I have previously written about the spoliation litigation and sanctions in the DuPont v. Kolon trade secrets dispute, in which Crowell & Moring represents the plaintiff and which resulted in a $920 million jury verdict for our client DuPont. The deletion of ESI by the defendant in that case resulted in an adverse inference jury instruction at trial and even spawned criminal obstruction of justice charges. Now the district court in the civil litigation has awarded DuPont $4.5 million in attorney’s fees and expenses as an additional sanction, which was the full amount sought by DuPont.

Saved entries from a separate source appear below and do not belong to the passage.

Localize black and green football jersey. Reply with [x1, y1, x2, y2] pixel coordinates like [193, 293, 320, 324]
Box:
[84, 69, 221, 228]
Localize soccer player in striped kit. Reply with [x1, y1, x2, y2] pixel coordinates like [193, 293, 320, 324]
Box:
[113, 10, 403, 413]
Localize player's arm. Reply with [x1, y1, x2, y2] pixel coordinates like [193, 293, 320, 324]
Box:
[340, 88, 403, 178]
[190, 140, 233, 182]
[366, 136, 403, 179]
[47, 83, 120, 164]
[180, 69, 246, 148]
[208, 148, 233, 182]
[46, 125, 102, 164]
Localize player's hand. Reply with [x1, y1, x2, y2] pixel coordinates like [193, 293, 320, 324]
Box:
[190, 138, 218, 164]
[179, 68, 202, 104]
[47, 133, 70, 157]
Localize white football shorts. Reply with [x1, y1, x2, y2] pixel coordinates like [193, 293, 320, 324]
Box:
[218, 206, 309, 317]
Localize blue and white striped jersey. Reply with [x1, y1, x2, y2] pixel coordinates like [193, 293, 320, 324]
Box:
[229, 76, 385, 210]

The court’s opinion explains why the $4.5 million sanction – one of the largest fee-based spoliation sanctions to date – was fully justified. The level of effort expended by DuPont’s lawyers and vendors was driven in part by what the court described as the defendant’s “overall obfuscatory conduct” which resulted in “a long, and oftentimes tortuous, journey on the part of DuPont to get to the bottom of the alleged deletion of files and email items by key Kolon employees.” The lesson here of course is that one must be careful about waging a pitched battle over discovery into known spoliation given that the client will likely have to foot the bill. That is an entirely foreseeable outcome where the allegations have merit because an award of fees and expenses is a common spoliation sanction.

The court also rejected an argument by the defendant that DuPont’s approach to investigating the spoliation was “recklessly inefficient” because a list of search terms used to cull recovered data was too broad. The court recognized that the list was broad, but “necessarily so” and stated that it had “no difficulty concluding that DuPont acted reasonably in identifying the search terms, taking into account both the need to narrow the scope of the documents that must be reviewed and the risk of omitting relevant evidence.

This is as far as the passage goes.